The proceeds from record sales and concerts support the Arya Tara School established in Nepal in 2000. It is a flagship project of the Nuns’ Welfare Foundation of Nepal started by Ani La in 1998. Providing secular education to girls who become nuns is a lifetime commitment, particularly because she did not have a chance to pursue studies after the fifth grade. “Traditionally, nuns have been given only religious training in rituals and ceremonies. They have not been encouraged to pursue academic learning. The situation has been totally different in the case of monks. They have multiple opportunities to study,” she adds.
Having encountered discrimination and injustice as a girl within her own family, she wants to give other girls a better life. Ani La tells me that supporting school education is not enough; those who wish to get college degrees and get a university education need to be encouraged to fulfil their dreams. “I send many of them to Varanasi after the 12th grade. Even if they do not have to pay any tuition fees, there are costs associated with their stay, transport from Nepal to India and back, laptops, and their nutrition to maintain good health while studying,” she says.

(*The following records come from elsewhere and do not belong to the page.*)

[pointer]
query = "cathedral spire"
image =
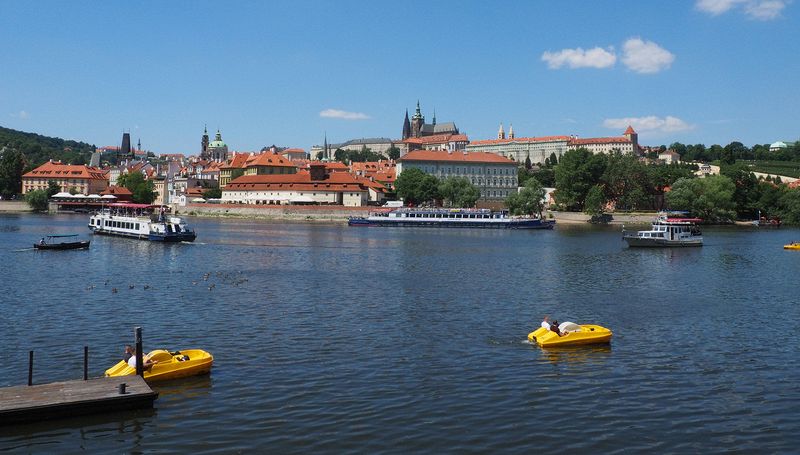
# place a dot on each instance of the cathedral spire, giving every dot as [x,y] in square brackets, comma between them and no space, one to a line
[406,127]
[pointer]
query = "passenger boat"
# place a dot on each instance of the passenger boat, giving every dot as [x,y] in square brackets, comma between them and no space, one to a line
[443,217]
[141,221]
[51,242]
[169,365]
[573,335]
[667,231]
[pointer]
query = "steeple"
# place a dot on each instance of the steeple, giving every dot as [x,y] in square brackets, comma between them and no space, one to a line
[406,127]
[204,142]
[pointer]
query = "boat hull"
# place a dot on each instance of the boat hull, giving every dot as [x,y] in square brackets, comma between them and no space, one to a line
[63,246]
[588,334]
[643,242]
[169,366]
[465,223]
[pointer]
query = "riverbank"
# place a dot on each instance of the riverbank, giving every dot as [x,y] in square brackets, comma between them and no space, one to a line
[14,206]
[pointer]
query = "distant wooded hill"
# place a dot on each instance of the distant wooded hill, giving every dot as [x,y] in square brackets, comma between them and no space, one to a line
[38,149]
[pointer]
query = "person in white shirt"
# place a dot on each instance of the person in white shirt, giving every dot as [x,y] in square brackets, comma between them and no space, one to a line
[148,364]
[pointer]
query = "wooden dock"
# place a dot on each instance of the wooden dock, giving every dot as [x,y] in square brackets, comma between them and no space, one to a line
[20,404]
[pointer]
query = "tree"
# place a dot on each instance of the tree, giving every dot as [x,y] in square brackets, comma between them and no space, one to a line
[459,192]
[529,201]
[142,189]
[577,172]
[37,200]
[52,188]
[393,152]
[710,198]
[416,187]
[12,165]
[746,195]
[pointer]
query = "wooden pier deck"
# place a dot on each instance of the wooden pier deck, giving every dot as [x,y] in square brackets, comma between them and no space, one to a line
[20,404]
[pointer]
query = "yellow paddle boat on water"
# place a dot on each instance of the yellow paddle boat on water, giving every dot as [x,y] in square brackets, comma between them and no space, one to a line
[168,365]
[571,335]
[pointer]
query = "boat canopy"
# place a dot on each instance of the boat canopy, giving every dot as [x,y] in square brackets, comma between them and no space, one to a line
[132,205]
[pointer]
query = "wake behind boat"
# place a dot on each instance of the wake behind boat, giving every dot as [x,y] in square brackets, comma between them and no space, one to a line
[141,221]
[443,217]
[667,231]
[52,242]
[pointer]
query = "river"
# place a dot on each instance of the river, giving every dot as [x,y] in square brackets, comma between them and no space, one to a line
[390,340]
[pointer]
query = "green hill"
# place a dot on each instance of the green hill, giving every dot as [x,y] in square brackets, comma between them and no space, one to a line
[38,149]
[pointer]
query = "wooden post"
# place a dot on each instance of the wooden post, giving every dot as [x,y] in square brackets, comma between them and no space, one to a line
[30,368]
[85,363]
[139,355]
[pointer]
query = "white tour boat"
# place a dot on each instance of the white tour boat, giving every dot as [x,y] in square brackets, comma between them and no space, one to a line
[667,231]
[140,221]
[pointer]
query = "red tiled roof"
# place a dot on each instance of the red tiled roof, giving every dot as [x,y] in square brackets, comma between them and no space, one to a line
[301,181]
[600,140]
[468,157]
[437,139]
[522,139]
[271,159]
[55,169]
[116,191]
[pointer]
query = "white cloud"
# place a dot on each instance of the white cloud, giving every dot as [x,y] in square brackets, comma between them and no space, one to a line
[579,58]
[765,10]
[649,124]
[336,113]
[646,57]
[717,7]
[756,9]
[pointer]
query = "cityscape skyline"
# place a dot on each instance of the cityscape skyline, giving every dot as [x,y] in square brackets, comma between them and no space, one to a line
[709,71]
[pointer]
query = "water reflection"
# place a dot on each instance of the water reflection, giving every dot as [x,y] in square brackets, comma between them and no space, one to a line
[577,355]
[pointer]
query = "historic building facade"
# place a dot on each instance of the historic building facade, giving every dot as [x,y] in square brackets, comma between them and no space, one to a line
[416,127]
[494,175]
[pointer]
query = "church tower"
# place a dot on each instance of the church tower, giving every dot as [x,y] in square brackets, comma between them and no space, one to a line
[406,127]
[633,136]
[204,143]
[416,122]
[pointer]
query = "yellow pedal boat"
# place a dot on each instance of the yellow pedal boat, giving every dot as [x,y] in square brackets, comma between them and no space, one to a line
[170,365]
[574,335]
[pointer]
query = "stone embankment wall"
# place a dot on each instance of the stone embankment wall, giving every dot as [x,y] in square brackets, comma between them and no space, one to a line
[14,206]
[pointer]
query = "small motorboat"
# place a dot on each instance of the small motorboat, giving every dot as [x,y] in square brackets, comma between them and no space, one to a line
[51,242]
[169,365]
[573,335]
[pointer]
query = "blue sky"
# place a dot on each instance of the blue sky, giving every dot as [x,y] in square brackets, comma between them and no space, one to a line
[707,71]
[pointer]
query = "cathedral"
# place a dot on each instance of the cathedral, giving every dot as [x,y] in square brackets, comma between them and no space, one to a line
[215,150]
[417,127]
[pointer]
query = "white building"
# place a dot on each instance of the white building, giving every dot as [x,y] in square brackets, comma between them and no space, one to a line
[494,175]
[521,148]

I am utterly moved by this conversation, so I thank her for giving me her precious time and request her to bless me so that I, too, can walk the Bodhisattva path and do something meaningful with my life. She smiles at me, joins her hands, and says, “I deeply rejoice in your motivation towards that. Really! May your wish be fulfilled in a very short time.”
Ani Choying Drolma performed on March 31 and April 2, 2023, as part of Feroz Abbas Khan’s ‘The Great Indian Musical: Civilization to Nation’ at The Grand Theatre, Nita Mukesh Ambani Cultural Centre, in Mumbai.